Optimal solutions employing an algebraic Variational Multiscale approach Part I: Steady Linear Problems

TL;DR

This paper develops an algebraic Variational Multiscale approach with an optimal projector for steady linear problems, demonstrating exponential convergence and employing a dual-mesh discretisation to closely approximate the continuous solution.

Contribution

It introduces a novel abstract framework for VMS methods with an optimal projector and a dual-mesh discretisation, extending previous work and providing error analysis and convergence results.

Findings

The proposed method achieves exponential convergence to the optimal projection.

Error analysis confirms convergence of the Greens' function approximation.

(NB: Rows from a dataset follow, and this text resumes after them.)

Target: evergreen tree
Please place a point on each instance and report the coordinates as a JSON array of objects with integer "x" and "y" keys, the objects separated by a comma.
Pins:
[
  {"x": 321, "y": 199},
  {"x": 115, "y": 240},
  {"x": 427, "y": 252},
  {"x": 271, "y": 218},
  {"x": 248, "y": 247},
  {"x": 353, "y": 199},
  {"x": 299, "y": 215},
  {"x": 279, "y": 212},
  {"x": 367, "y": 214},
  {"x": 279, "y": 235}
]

Implementation with MSEM demonstrates practical applicability.

Abstract

This work extends our previous study from S. Shrestha et al. (2024) by introducing a new abstract framework for Variational Multiscale (VMS) methods at the discrete level. We introduce the concept of what we define as the optimal projector and present a discretisation approach that yields a numerical solution closely approximating the optimal projection of the infinite-dimensional continuous solution. In this approach, the infinite-dimensional unresolved scales are approximated in a finite-dimensional subspace using the numerically computed Fine-Scale Greens' function of the underlying symmetric problem. The proposed approach involves solving the VMS problem on two separate meshes: a coarse mesh for the full PDE and a fine mesh for the symmetric part of the continuous differential operator. We consider the 1D and 2D steady advection-diffusion problems in both direct and mixed formulations as the test cases in this paper. We first present an error analysis of the proposed approach and show that the projected solution is achieved as the approximate Greens' function converges to the exact one. Subsequently, we demonstrate the working of this method where we show that it can exponentially converge to the chosen optimal projection. We note that the implementation of the present work employs the Mimetic Spectral Element Method (MSEM), although, it may be applied to other Finite/Spectral Element or Isogeometric frameworks. Furthermore, we propose that VMS should not be viewed as a stabilisation technique; instead, the base scheme should be inherently stable, with VMS enhancing the solution quality by supplementing the base scheme.